The threat of global stagflation is rising. And so I’m looking for top gold stocks to buy to capitalise on this. Egypt-focused penny stock Centamin (LSE: CEY) is one such share on my watchlist right now.
A blend of low growth and rocketing inflation (also known as ‘stagflation’) is the perfect scenario for bullion prices to rise. And last week economic data from the US and the eurozone added to fears that this is happening.
Latest news on this front came from Europe on Friday. It showed eurozone consumer price inflation hitting fresh record highs of 7.5% and GDP growth slowing to 0.2% in Q1. The outlook for gold (and by extension gold stocks) looks quite bright, in my opinion.
BIG dividends
I like gold mining stock Centamin thanks to its decent value for money. At 92p per share the penny stock trades on a price-to-earnings (P/E) ratio of just 12.4 times.
This isn’t eye-poppingly cheap on paper. But I consider this to be an attractive figure given the encouraging forecasts for gold prices and the steps Centamin’s taking to supercharge production rates.
What’s more, at today’s prices Centamin carries a fat 5.1% dividend yield. If I bought physical gold or a gold-backed financial product (like an ETF) I’d receive no dividends at all.
Like any share Centamin exposes investors to some measure of risk. For example, profits forecasts could disappoint if gold prices fail to explode. Still, it’s my opinion that the outlook for this particular stock is skewed to the upside.
Brickability Group
I’d also buy Brickability Group (LSE: BRCK) shares for my portfolio in May. This is because it offers the sort of value that’s hard for me to ignore.
At 93p per share the building products provider trades on a forward price-to-earnings (PEG) ratio of just 0.3. Any reading below 1 suggests a share is undervalued.
Like Centamin, Brickability presents some danger to equity investors. Insolvency specialist Begbies Traynor said last week that the number of construction companies “in critical financial distress” leapt 52% year-on-year in the first quarter.
With the UK economy stalling, it’s possible that Brickability’s earnings forecasts could be downgraded.

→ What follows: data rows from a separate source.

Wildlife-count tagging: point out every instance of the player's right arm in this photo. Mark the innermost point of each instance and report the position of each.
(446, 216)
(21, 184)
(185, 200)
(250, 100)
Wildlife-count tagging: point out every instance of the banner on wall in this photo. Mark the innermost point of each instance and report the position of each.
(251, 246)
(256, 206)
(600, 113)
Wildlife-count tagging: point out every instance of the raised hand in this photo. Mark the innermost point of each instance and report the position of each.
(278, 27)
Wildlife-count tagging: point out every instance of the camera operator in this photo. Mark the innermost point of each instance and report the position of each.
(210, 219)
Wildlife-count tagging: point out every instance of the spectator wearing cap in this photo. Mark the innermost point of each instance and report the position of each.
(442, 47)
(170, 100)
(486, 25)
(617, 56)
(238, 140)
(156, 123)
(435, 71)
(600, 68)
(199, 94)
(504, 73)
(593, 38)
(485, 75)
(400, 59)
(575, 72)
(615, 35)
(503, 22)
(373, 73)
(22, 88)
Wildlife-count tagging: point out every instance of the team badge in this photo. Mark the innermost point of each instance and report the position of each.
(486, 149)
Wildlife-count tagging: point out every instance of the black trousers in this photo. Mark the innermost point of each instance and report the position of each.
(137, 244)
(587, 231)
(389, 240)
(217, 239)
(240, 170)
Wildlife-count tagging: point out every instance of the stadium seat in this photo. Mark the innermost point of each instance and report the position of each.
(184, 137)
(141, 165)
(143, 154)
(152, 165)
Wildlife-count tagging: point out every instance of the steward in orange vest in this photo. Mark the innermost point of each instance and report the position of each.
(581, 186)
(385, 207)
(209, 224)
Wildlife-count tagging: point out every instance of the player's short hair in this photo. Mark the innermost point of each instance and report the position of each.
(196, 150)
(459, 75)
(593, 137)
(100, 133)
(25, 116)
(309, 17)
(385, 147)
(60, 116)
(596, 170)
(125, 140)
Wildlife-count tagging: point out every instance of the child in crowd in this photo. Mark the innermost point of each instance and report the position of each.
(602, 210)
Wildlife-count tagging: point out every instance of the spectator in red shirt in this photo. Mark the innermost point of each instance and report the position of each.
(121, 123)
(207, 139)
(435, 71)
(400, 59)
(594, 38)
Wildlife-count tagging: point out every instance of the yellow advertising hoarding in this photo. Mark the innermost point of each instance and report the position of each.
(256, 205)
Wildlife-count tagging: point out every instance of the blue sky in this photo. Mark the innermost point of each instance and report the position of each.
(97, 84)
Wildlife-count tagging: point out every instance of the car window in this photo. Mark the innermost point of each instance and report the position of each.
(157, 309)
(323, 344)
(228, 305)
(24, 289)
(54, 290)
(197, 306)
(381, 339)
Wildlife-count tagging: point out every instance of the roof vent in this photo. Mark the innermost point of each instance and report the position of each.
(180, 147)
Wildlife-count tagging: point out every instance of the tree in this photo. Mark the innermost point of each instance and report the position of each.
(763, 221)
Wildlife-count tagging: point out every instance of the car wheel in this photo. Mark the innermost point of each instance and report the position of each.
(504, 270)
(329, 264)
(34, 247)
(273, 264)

Still, it’s my opinion that its ultra-low valuation reflects this possibility.
A mega-cheap penny stock
Besides, over the long-term I think Brickability could be in great shape to deliver terrific profits growth.
Nationwide data last week showed that average home values continue to soar by double-digit percentages. This reflects the country’s huge housing shortage, which the government is aiming to solve by creating 300,000 new homes a year.
Firms like Brickability will play a massive role in this housebuilding revolution. I think I could make some excellent returns on the back of this.